Around this time I took out a loan and some credit cards. I was betting heavily and lost quite a bit of money. I took out a loan to clear everything and also bought a new car with it. I knew the gambling was wrong but it was definitely a bit of addiction.
Things were now really really good coming up to Christmas 2006. I was really happy and proposed to my wife. It was quite soon but I just knew. Around this time I also came back off the Citalopram. I was working, doing college and spending all my free time with my wife to be.
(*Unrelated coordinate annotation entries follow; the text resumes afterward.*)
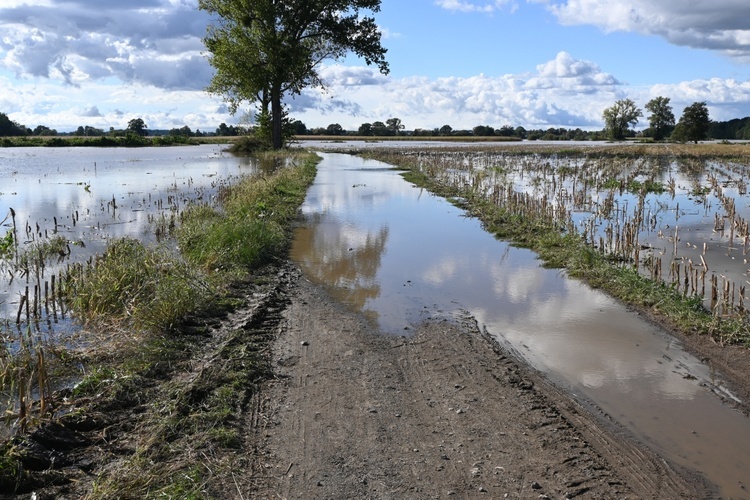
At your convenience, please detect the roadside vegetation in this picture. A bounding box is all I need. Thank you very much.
[360,144,750,346]
[0,152,318,498]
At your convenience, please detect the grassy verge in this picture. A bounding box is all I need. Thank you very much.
[361,146,750,346]
[0,153,318,498]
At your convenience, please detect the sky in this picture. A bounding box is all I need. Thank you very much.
[0,0,750,132]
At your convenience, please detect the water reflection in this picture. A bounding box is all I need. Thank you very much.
[0,145,258,318]
[292,154,750,498]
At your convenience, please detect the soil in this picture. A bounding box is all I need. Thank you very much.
[244,270,715,498]
[0,264,750,499]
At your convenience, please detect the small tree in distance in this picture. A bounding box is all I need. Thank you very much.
[646,96,674,141]
[602,99,643,139]
[672,101,711,144]
[127,118,148,136]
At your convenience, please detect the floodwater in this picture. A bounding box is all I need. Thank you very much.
[0,145,259,326]
[292,153,750,498]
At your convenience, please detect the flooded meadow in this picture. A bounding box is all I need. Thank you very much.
[292,150,750,498]
[0,145,260,430]
[0,143,750,498]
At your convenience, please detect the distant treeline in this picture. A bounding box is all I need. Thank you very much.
[708,116,750,140]
[0,109,750,141]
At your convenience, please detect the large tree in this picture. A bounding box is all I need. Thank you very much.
[602,99,643,139]
[646,96,674,141]
[126,118,148,136]
[672,102,711,143]
[198,0,388,149]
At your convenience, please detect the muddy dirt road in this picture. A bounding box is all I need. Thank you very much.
[247,276,715,498]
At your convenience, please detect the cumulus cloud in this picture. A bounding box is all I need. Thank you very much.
[0,0,212,90]
[435,0,518,14]
[288,52,750,130]
[290,52,620,129]
[528,0,750,61]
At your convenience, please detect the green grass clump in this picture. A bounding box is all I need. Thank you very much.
[177,152,317,272]
[63,238,207,331]
[361,150,750,346]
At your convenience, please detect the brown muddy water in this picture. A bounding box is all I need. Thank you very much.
[292,153,750,498]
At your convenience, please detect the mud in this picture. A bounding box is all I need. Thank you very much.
[246,272,712,498]
[0,264,747,499]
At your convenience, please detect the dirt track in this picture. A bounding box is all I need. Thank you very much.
[245,272,715,498]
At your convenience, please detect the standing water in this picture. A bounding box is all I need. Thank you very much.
[292,154,750,498]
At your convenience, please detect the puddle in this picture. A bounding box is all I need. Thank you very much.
[292,153,750,498]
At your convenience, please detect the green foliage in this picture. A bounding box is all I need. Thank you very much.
[672,102,711,143]
[198,0,388,149]
[0,113,31,137]
[126,118,148,136]
[177,154,315,276]
[0,231,15,259]
[646,96,675,141]
[63,238,206,332]
[602,99,643,139]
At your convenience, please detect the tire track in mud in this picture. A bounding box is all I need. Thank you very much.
[248,270,708,498]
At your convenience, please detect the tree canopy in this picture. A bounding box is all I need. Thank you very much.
[602,99,643,139]
[198,0,389,149]
[672,102,711,143]
[127,118,148,135]
[646,96,674,141]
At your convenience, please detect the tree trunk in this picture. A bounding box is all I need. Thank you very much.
[271,88,284,149]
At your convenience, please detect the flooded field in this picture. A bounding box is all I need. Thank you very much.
[418,148,750,324]
[292,151,750,498]
[0,145,258,330]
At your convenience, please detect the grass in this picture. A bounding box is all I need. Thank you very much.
[360,145,750,347]
[0,153,319,498]
[0,132,198,148]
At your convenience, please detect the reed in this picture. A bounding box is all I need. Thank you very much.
[360,146,750,343]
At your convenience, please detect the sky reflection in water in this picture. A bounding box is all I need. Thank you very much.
[292,154,750,495]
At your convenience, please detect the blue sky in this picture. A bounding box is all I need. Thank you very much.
[0,0,750,131]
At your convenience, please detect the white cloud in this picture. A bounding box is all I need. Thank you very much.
[289,52,750,130]
[291,52,620,129]
[435,0,518,14]
[0,0,212,90]
[540,0,750,60]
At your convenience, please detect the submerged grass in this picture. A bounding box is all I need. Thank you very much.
[360,146,750,347]
[0,153,319,498]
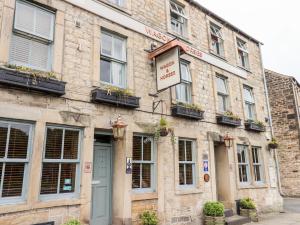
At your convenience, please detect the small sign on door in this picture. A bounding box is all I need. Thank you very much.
[126,157,132,174]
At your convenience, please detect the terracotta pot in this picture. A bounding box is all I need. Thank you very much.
[204,215,225,225]
[240,208,258,222]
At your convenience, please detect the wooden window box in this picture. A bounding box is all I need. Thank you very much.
[171,105,204,120]
[0,68,66,96]
[217,115,242,127]
[92,89,140,109]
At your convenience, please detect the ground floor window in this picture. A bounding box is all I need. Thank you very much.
[132,135,155,191]
[40,126,81,195]
[0,121,32,201]
[178,139,195,185]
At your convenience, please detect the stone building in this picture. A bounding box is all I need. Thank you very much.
[265,70,300,197]
[0,0,282,225]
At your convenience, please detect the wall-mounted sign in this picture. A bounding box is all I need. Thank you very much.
[155,47,181,91]
[203,160,208,172]
[126,157,132,174]
[84,162,92,173]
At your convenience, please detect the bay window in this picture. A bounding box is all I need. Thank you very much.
[9,0,55,71]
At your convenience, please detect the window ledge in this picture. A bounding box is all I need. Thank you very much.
[131,192,158,201]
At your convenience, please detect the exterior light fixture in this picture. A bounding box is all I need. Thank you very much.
[112,115,127,139]
[223,134,233,148]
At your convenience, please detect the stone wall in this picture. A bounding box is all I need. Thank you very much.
[266,70,300,197]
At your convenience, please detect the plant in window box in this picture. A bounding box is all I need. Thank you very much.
[240,198,258,222]
[203,202,225,225]
[269,138,278,149]
[0,64,66,96]
[140,211,158,225]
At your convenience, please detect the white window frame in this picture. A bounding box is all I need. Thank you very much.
[9,0,55,71]
[170,0,188,37]
[0,120,34,205]
[178,138,196,188]
[39,125,83,200]
[243,85,256,121]
[132,134,156,193]
[251,146,264,184]
[237,144,251,185]
[209,22,225,57]
[175,61,192,104]
[216,74,229,113]
[236,38,250,70]
[99,30,127,89]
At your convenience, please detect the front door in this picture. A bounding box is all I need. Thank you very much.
[91,145,112,225]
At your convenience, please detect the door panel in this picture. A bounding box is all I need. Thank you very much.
[91,146,112,225]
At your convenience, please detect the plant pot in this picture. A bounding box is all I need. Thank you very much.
[240,208,258,222]
[269,143,278,149]
[204,215,225,225]
[159,127,169,137]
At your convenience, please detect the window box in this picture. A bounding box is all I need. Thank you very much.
[92,89,140,108]
[245,120,266,132]
[171,105,204,120]
[0,68,66,96]
[217,115,241,127]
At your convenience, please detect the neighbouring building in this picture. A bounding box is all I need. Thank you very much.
[0,0,282,225]
[265,70,300,197]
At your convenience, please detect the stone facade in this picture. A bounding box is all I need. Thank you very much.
[0,0,282,225]
[266,70,300,197]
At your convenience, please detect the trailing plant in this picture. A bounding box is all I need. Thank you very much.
[140,211,158,225]
[240,198,256,209]
[5,64,57,79]
[62,219,81,225]
[106,86,133,96]
[203,202,225,217]
[176,102,203,112]
[224,111,241,120]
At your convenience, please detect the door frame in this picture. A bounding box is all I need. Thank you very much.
[90,135,114,224]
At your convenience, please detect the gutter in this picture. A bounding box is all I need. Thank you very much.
[259,44,284,197]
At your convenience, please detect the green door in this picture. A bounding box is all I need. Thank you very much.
[91,145,112,225]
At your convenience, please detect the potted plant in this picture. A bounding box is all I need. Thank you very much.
[269,138,278,149]
[140,211,158,225]
[240,198,258,222]
[203,202,225,225]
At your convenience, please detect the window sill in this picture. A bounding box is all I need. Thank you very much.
[131,192,158,201]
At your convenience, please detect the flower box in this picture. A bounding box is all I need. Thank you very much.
[92,89,140,108]
[0,68,66,96]
[245,120,266,132]
[217,115,241,127]
[171,105,204,120]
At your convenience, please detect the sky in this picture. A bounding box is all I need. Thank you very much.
[197,0,300,82]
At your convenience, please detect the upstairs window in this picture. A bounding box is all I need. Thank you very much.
[170,1,187,36]
[244,86,256,120]
[175,62,192,104]
[237,145,251,183]
[9,0,55,71]
[40,126,80,195]
[252,147,263,182]
[0,121,32,202]
[237,38,249,69]
[217,76,229,113]
[132,135,155,191]
[100,31,127,88]
[210,23,224,57]
[178,139,196,185]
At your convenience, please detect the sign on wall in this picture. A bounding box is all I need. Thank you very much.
[155,47,181,91]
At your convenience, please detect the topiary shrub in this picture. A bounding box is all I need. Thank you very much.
[240,198,256,209]
[203,202,224,217]
[62,219,81,225]
[140,211,158,225]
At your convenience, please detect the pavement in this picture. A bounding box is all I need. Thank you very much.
[247,198,300,225]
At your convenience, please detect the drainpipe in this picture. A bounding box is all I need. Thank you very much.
[258,43,283,196]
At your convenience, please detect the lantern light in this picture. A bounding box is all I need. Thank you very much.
[112,115,127,139]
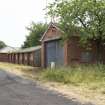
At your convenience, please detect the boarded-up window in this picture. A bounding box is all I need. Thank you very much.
[81,52,93,63]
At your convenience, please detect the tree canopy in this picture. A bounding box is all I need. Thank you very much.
[22,22,47,48]
[48,0,105,62]
[0,41,7,49]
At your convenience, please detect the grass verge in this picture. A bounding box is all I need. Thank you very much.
[0,63,105,105]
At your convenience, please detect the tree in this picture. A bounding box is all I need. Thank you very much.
[48,0,105,62]
[22,22,47,48]
[0,41,7,49]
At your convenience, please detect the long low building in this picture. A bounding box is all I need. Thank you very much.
[8,46,41,67]
[0,46,41,67]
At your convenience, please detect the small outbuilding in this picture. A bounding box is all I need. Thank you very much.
[41,23,97,67]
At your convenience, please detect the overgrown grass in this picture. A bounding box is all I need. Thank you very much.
[42,65,105,86]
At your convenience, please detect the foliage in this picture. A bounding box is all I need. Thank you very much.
[22,22,47,48]
[48,0,105,62]
[0,41,7,49]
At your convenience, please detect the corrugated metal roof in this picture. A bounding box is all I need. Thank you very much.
[0,46,16,53]
[12,46,41,53]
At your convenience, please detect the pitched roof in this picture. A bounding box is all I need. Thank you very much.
[40,22,62,41]
[0,46,16,53]
[12,46,41,53]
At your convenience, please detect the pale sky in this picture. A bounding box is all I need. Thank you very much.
[0,0,52,47]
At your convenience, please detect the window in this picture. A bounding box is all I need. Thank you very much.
[81,52,93,63]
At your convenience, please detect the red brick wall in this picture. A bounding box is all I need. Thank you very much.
[65,37,96,65]
[0,53,9,62]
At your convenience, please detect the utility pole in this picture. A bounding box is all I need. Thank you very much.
[45,0,48,24]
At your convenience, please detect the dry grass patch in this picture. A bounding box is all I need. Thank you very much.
[0,62,105,105]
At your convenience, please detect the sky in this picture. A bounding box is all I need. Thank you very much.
[0,0,53,47]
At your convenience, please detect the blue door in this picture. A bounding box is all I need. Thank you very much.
[46,40,64,66]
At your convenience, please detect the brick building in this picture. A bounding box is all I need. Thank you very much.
[41,23,97,67]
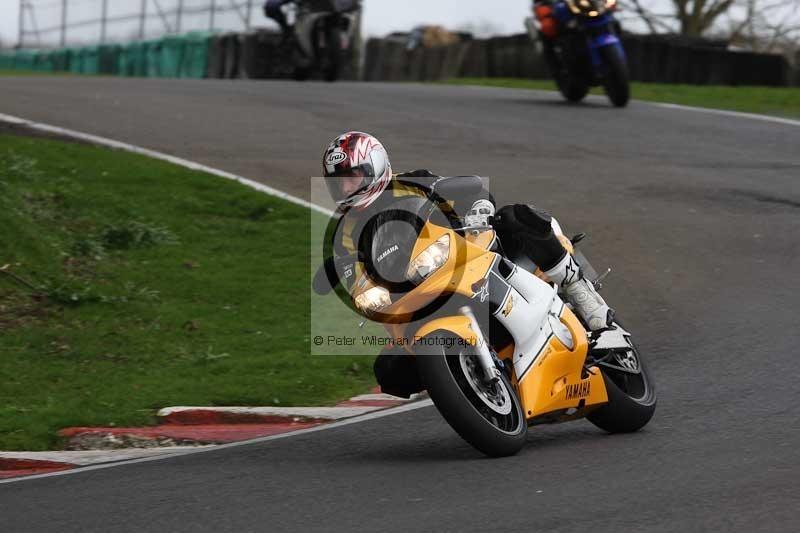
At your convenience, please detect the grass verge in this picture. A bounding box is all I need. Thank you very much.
[0,131,373,450]
[445,78,800,118]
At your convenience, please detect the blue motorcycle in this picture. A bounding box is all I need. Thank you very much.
[535,0,630,107]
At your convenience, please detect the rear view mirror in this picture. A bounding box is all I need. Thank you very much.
[433,176,483,200]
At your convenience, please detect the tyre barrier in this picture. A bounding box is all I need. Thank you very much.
[0,31,800,86]
[363,34,800,86]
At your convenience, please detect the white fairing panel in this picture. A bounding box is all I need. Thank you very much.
[495,268,564,381]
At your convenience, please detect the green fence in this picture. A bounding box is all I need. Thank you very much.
[0,32,213,78]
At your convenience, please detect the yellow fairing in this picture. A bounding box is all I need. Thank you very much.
[416,315,476,344]
[517,307,608,420]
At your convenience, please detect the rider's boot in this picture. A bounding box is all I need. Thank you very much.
[545,253,614,331]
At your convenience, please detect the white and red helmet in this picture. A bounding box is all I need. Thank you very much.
[322,131,392,209]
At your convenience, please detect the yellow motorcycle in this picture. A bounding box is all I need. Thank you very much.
[314,177,656,457]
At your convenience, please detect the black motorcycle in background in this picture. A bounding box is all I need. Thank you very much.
[528,0,630,107]
[278,0,361,81]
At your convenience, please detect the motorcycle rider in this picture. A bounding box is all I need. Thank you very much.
[322,131,613,396]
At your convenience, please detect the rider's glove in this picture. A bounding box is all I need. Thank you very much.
[464,200,494,232]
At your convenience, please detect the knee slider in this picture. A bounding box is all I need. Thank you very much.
[514,204,553,239]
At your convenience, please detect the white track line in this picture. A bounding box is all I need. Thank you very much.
[641,102,800,126]
[0,400,433,485]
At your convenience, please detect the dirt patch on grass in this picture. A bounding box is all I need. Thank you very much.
[0,121,96,146]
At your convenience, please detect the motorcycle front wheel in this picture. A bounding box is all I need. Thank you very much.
[586,330,657,433]
[543,41,589,103]
[415,332,528,457]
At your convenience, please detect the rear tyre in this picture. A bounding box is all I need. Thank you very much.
[600,46,631,107]
[586,332,657,433]
[415,332,528,457]
[322,23,341,82]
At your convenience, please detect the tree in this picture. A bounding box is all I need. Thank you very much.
[624,0,800,51]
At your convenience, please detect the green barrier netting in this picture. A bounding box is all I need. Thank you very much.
[14,50,36,70]
[159,36,186,78]
[0,52,16,70]
[97,44,122,74]
[67,48,83,74]
[81,46,100,75]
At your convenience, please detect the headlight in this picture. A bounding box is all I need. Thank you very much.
[355,287,392,313]
[408,234,450,285]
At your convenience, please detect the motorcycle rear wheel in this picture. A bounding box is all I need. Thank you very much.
[415,332,528,457]
[586,332,657,433]
[322,24,341,82]
[600,46,631,107]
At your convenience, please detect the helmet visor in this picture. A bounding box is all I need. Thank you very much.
[325,164,374,202]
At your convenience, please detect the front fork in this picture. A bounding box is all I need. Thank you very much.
[460,306,500,383]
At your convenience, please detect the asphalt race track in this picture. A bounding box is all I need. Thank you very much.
[0,77,800,532]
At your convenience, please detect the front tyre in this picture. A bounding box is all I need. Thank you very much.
[586,332,657,433]
[599,45,631,107]
[415,332,528,457]
[542,38,589,103]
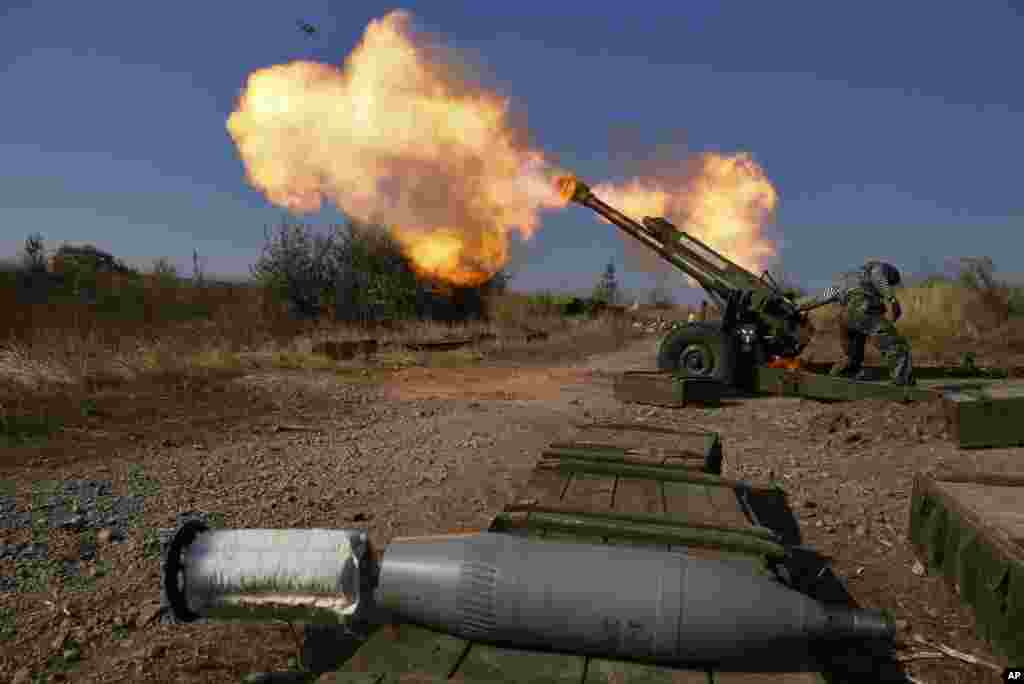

Then in March 2007 I went downhill again. I was focusing on my health and really went backwards. I dropped out of college and stopped working. This kicked off a bad period when I didn't really work properly from 2007 - 2010 apart from bits of work with my Dad and my Uncle. I went on Disability. I got married in April 2008 which was brilliant but I was finding it hard and kept thinking I was bipolar or schizophrenic. I also started back in therapy with CBT but this time it didn't work. I was referred to other therapy and courses but nothing really seemed to work. I was on benefits and also doing a little bit of permitted work teaching guitar. I did feel better most of the time but when it came to trying to work or going out places I had severe anxiety. I was doing a bit of fishing at this time which I enjoyed.
My wife and I were living at my parents but in April 2010 we decided to move out to our own house. I was also now under the care of the consultant psychiatrist. She again reassured me I wasn't bipolar or schizophrenic. She wanted me to come off Citalopram and go on to Sertraline. After the initial switch over I did start to feel much better. I was doing quite a few guitar lessons and was really getting into my fishing.
Unfortunately I did have periods of gambling where I lost money. I took out a few Wonga loans and also a provident one. I did win quite a lot of money at one time and spent most of it on fishing tackle. Carp fishing really started to bring me out of the anxiety and depression and I was doing miles better. I was making new friends and getting out and doing things.
In January 2012 I started a new job as a web developer for a fishing bait company. It was really difficult at first but I managed to stay there for over a year until I was made redundant in September 2013. I then carried on doing guitar lessons and freelance web development and things were as good as they have been for years. I came off medication in July 2014 and that kind of brings me to where I am now. I'd been doing really well getting lots of work and earning a decent amount. Things were good until first week in January I became very deflated and down and since then I've gone down hill and all the old worries of bipolar and schizophrenia are coming back. I've felt very very anxious e.t.c.
I thought that since I went on Sertraline and was doing better that was it, I'd finally conquered my problems.
I've started back on Sertraline now but at the minute feel unable to work again or get myself going.
I've written this out to look at some of the issues in my past that I think could be a manic phase like the moving from job to job, taking out loans and gambling and then the quick relationships and how quickly I married my wife. We are still together and I love her to bits so I don't regret it at all.
If you've read through to this point - thank you. Do you think this coud be misdiagnosed bipolar?
---------- Post added at 17:15 ---------- Previous post was at 15:38 ----------
I know its a long read but would really appreciate it if anyone could shed light on my experiences.
Are they just the normal ups and downs of life and anxiety depression or does the car crash, gambling, loans, job changes, relationships sound like they could be bipolar?